I’m going to miss Henry Bromell. The 66-year-old writer, who died yesterday of a heart attack in Los Angeles, didn’t do dumb. If you saw his name in the opening credits of a series, whether as a producer or writer, you knew there was a chance that you were about to see something smart, surprising, and psychologically astute. Look over the man’s résumé: It’s an embarrassment of riches.
Bromell broke through twenty years ago writing for Northern Exposure and Homicide: Life on the Street; he worked on Chicago Hope, Brotherhood, Carnivàle, and the promising but short-lived That’s Life. Whatever their virtues and faults, these were all character-driven dramas, a cut above — sometimes many cuts above — TV’s usual.
Two of Bromell’s most notable gigs came late in his career: AMC’s Rubicon and Showtime’s Homeland.

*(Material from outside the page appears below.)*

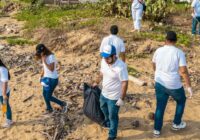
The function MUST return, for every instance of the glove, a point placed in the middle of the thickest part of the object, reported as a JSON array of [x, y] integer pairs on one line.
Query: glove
[[120, 102], [189, 89]]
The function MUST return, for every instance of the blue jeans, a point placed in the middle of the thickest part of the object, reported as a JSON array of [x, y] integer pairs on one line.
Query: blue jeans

Both shows drew on his personal history as the child of a CIA officer. The former, on which Bromell served as executive producer, was one of the most original espionage shows in TV history, a one-season wonder that explored the link between spycraft and puzzles in a playful, understated way; at its best, Rubicon had the mournful intellect of such seventies paranoid thrillers as Three Days of the Condor and The Parallax View. After AMC pulled the plug on Rubicon because of low ratings, he joined Showtime’s CIA show Homeland, a drama from 24 co-producers Howard Gordon and Alex Gansa that often felt like a slowed-down, psychologically driven answer to Jack Bauer’s derring-do.

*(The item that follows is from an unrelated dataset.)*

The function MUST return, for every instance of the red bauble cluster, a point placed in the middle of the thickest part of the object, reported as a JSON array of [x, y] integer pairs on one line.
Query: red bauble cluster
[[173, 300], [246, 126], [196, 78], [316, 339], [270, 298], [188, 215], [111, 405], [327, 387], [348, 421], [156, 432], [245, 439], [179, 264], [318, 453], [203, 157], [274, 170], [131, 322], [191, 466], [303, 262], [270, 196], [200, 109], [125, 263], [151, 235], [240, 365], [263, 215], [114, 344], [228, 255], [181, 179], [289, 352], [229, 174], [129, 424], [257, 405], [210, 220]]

Although Homeland became increasingly silly and soapy in season two, it still aired superb episodes, the best of which was “Q&A,” which Bromell wrote. Essentially a glorified two-character hothouse piece, its heart was an extended interrogation scene pitting brilliant-unhinged heroine Carrie Mathison (Clare Danes) against her ex-lover and quarry, Sgt. Nick Brody (Damian Lewis). In my recap, I wrote, “Bromell’s active participation here is significant: Almost twenty years ago he worked on NBC’s Homicide: Life on the Street, in which entire acts — and it least one case, an episode, ‘Three Men and Adena’ — were set inside a police interrogation room colloquially known as ‘The Box.’ More than half of Homeland’s ‘Q&A’ is set in the Box.” In some ways, the episode felt like the continuation of Homicide by other means.
The Hollywood Reporter’s article on Bromell’s death goes into detail about his career as a producer and talent-wrangler. “In recent months, Bromell had been particularly involved in luring new staff members to Homeland’s writers room ahead of the show’s third season. Among the hires: James Yoshimura, who had worked with Bromell on Homicide during the 1990s.” Bromell is gone, but it’s nice to know that his legacy will continue, in small ways and large.